Toutes ces données ont été rendues publiques par des chercheurs de l’Observatoire National de géophysique et de l’Université de Manaus, lors d’un congrès qui s’est tenu à Rio de Janeiro fin août, soulevant une vgue de curiosité dans le monde. Le nom provisoire de ce cours d’eau, Hamza, lui a été donné en hommage à celui qui l’aurait découvert, un scientifique indien installé au Brésil depuis 1974.

Grâce aux puits creusés par Petrobas

Pas question, bien entendu de « voir » ce cours d’eau. Les travaux de Valiva Hamza et son équipe se basent sur l’observation de 241 puits forés par Petrobras dans les grandes profondeurs du lit de l’Amazone. C’était dans les années 1970-1980, dans le cadre de la recherche infructueuse de gisements de pétrole. La température au fond de ces puits s’est révélée systématiquement inférieure de 5° à la température du sol, ce qui indiquait la présence d’une grande quantité d’eau à 4’000 mètres sous la surface.
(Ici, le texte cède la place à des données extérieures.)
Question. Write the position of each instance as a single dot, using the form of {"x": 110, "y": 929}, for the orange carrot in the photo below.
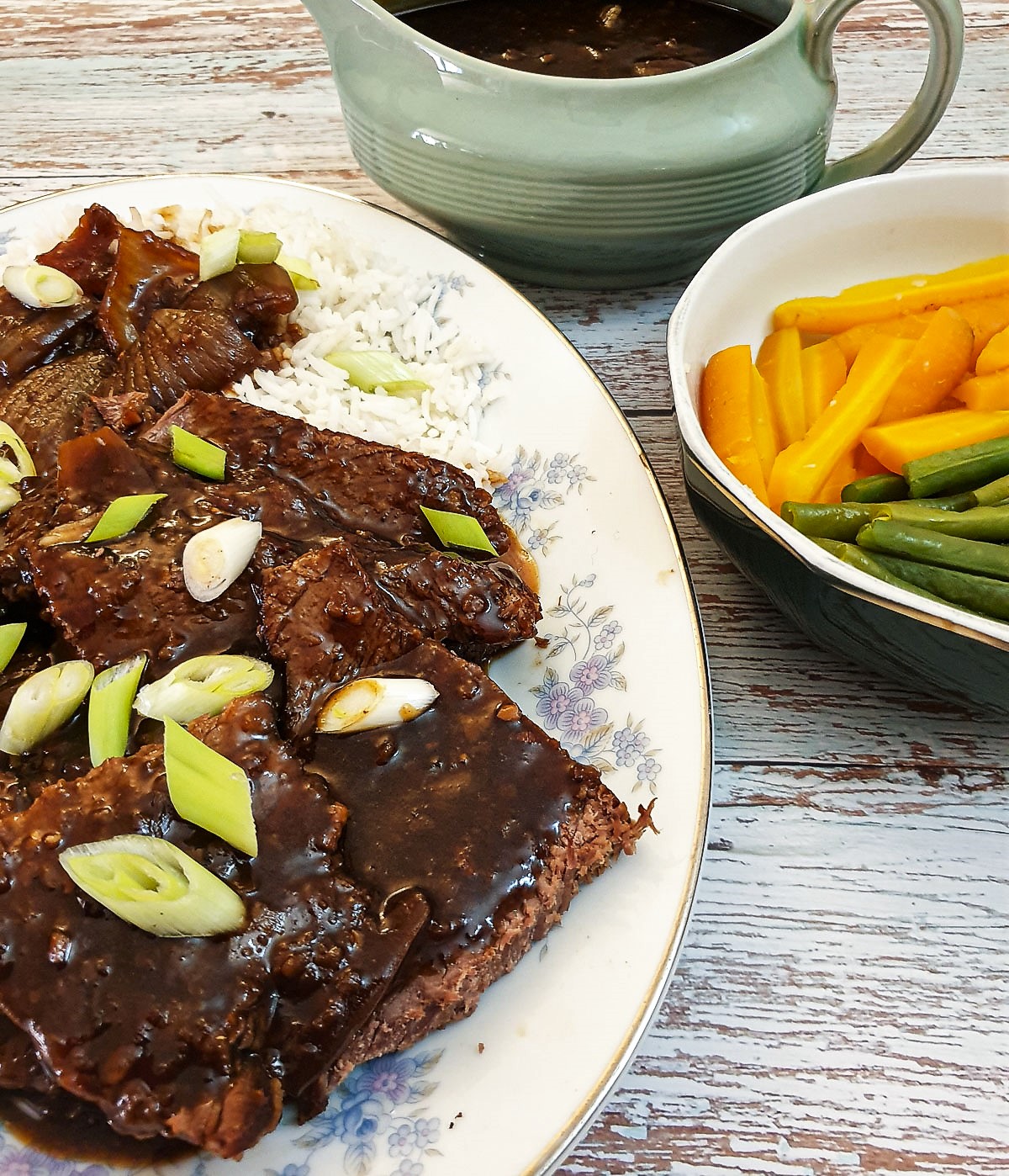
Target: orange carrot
{"x": 902, "y": 441}
{"x": 727, "y": 416}
{"x": 802, "y": 469}
{"x": 985, "y": 392}
{"x": 938, "y": 363}
{"x": 823, "y": 371}
{"x": 890, "y": 296}
{"x": 779, "y": 363}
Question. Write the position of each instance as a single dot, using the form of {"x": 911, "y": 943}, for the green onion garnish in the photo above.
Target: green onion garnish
{"x": 8, "y": 498}
{"x": 109, "y": 707}
{"x": 257, "y": 248}
{"x": 219, "y": 253}
{"x": 303, "y": 277}
{"x": 198, "y": 454}
{"x": 203, "y": 686}
{"x": 368, "y": 371}
{"x": 41, "y": 286}
{"x": 21, "y": 466}
{"x": 459, "y": 531}
{"x": 121, "y": 516}
{"x": 156, "y": 886}
{"x": 209, "y": 789}
{"x": 43, "y": 703}
{"x": 9, "y": 638}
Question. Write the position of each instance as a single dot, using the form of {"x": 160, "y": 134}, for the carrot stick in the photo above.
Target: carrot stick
{"x": 938, "y": 361}
{"x": 919, "y": 437}
{"x": 890, "y": 296}
{"x": 779, "y": 363}
{"x": 802, "y": 469}
{"x": 823, "y": 371}
{"x": 727, "y": 416}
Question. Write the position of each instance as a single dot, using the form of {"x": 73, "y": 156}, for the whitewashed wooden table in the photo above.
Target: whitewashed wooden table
{"x": 843, "y": 1001}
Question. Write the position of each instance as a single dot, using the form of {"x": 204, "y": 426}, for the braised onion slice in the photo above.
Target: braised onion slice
{"x": 203, "y": 686}
{"x": 41, "y": 287}
{"x": 109, "y": 707}
{"x": 372, "y": 702}
{"x": 43, "y": 703}
{"x": 156, "y": 886}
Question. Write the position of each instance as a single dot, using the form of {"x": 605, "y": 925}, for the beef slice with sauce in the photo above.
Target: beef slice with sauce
{"x": 325, "y": 621}
{"x": 477, "y": 807}
{"x": 359, "y": 485}
{"x": 117, "y": 599}
{"x": 195, "y": 1039}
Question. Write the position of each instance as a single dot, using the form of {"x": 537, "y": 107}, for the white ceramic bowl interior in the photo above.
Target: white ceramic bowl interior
{"x": 915, "y": 221}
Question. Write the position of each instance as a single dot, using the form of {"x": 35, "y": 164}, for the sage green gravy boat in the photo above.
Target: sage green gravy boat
{"x": 608, "y": 183}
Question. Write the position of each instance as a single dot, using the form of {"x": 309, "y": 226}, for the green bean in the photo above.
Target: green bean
{"x": 976, "y": 594}
{"x": 876, "y": 488}
{"x": 828, "y": 520}
{"x": 991, "y": 493}
{"x": 858, "y": 558}
{"x": 958, "y": 469}
{"x": 894, "y": 538}
{"x": 988, "y": 523}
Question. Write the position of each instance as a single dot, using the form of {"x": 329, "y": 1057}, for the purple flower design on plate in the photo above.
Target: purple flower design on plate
{"x": 557, "y": 701}
{"x": 583, "y": 718}
{"x": 594, "y": 674}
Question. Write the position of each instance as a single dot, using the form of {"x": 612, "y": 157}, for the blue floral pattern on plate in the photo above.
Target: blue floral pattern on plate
{"x": 577, "y": 699}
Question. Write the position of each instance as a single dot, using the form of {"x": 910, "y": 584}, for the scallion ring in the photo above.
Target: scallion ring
{"x": 153, "y": 884}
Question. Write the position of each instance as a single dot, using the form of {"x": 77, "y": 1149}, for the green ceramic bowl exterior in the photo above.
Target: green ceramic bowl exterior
{"x": 610, "y": 183}
{"x": 890, "y": 644}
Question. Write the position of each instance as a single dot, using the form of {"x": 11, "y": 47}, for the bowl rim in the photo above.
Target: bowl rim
{"x": 853, "y": 581}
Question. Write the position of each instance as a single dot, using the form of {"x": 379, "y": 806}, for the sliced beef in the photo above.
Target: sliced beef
{"x": 31, "y": 337}
{"x": 478, "y": 608}
{"x": 324, "y": 619}
{"x": 489, "y": 816}
{"x": 189, "y": 1037}
{"x": 88, "y": 253}
{"x": 126, "y": 596}
{"x": 47, "y": 407}
{"x": 148, "y": 273}
{"x": 179, "y": 351}
{"x": 360, "y": 485}
{"x": 257, "y": 299}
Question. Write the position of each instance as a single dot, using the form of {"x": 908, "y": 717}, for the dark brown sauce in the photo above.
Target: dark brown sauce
{"x": 590, "y": 38}
{"x": 66, "y": 1128}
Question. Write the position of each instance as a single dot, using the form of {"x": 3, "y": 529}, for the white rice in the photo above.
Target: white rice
{"x": 365, "y": 302}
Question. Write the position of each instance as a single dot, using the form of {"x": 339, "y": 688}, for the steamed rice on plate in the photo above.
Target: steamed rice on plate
{"x": 365, "y": 301}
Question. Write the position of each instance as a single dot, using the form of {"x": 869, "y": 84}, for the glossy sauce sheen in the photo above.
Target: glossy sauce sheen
{"x": 589, "y": 38}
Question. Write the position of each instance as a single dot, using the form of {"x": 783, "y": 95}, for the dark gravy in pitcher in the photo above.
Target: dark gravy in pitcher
{"x": 590, "y": 38}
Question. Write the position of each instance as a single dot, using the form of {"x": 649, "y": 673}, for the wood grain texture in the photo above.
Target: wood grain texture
{"x": 843, "y": 1001}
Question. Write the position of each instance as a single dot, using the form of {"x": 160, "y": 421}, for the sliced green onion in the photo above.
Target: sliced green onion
{"x": 9, "y": 638}
{"x": 109, "y": 707}
{"x": 219, "y": 253}
{"x": 203, "y": 686}
{"x": 198, "y": 454}
{"x": 21, "y": 466}
{"x": 41, "y": 286}
{"x": 303, "y": 277}
{"x": 215, "y": 558}
{"x": 459, "y": 531}
{"x": 8, "y": 498}
{"x": 372, "y": 702}
{"x": 257, "y": 248}
{"x": 368, "y": 371}
{"x": 43, "y": 703}
{"x": 121, "y": 516}
{"x": 207, "y": 789}
{"x": 154, "y": 886}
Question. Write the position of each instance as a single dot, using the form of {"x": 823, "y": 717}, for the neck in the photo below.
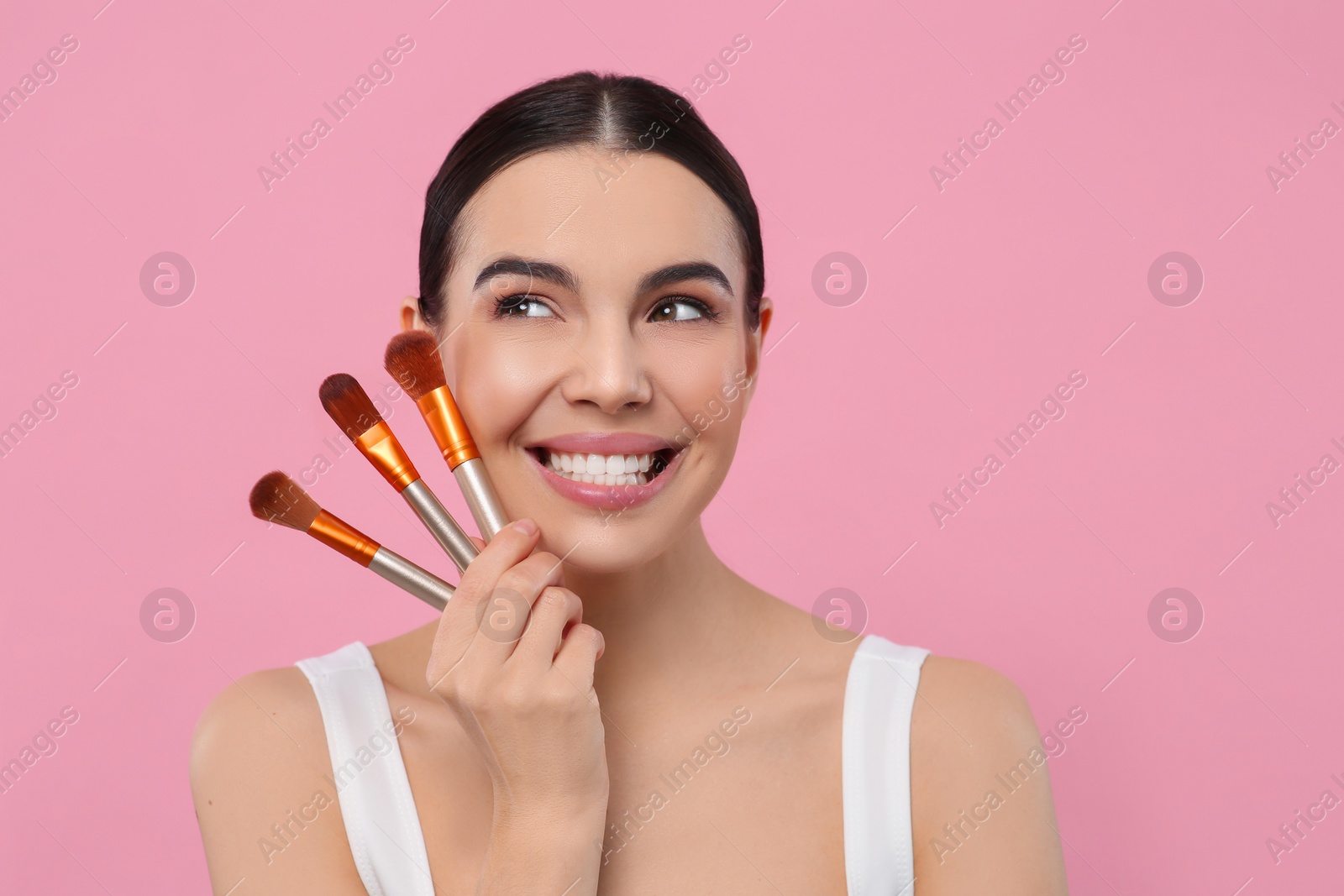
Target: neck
{"x": 682, "y": 605}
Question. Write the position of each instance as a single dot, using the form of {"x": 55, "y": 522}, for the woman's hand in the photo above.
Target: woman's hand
{"x": 514, "y": 663}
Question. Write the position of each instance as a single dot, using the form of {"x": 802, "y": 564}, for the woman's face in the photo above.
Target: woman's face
{"x": 596, "y": 340}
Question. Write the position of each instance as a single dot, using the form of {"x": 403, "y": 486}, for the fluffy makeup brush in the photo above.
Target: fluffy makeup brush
{"x": 349, "y": 406}
{"x": 279, "y": 499}
{"x": 414, "y": 362}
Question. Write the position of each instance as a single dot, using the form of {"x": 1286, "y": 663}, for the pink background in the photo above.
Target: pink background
{"x": 1027, "y": 266}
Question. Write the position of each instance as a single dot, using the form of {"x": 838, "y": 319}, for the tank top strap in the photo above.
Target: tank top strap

En suivant le parcours de ces puits, les chercheurs ont donc pu tracer le cours de l’Hamza. Exactement le long de celui de l’Amazone.

« Ce n’est pas une nappe phréatique comme le réservoir aquifère d’Alter do Chão, où l’eau n’est pas en mouvement, explique Valiva Hamza. Dans le cas de l’Hamza, nous pouvons percevoir l’écoulement du fleuve, quoique très lent, à travers les sédiments ». Valiva Hamza se donne cependant jusqu’en 2014 pour confirmer définitivement les contours de sa découverte.

13% des ressources d’eau douce de la planète

Au-delà de la curiosité, à quoi peut bien servir la mise en évidence de ce fleuve souterrain ? « D’abord, c’est une avancée scientifique majeure, se réjouit Elizabeth Tavares Pimentel, professeur à l’Université de Manaus, qui permet de mieux cerner la nature et le régime des eaux en Amazonie ». Et aussi, à terme, d’en tirer des enseignements utiles à l’exploitation humaine non prédatrice de la forêt. Elle contribue encore à une meilleure connaissance des courants marins et de l’habitat des poissons dans cette région équatoriale de l’Océan Atlantique, car l’embouchure de l’Amazone concentre toutes les rivières de l’Amazonie, de surface ou souterraines.

Officiellement, le Brésil détient 13% des eaux douces de la planète. Et si on en est encore aux premiers balbutiements concernant la connaissance profonde de l’Amazonie, on n’est guère plus avancé pour ce qui a trait aux potentialités d’utilisation de ces immenses ressources aquatiques. L’Hamza lance donc un défi. D’abord aux scientifiques, ensuite aux décideurs politiques, au monde économique et aux environnementalistes.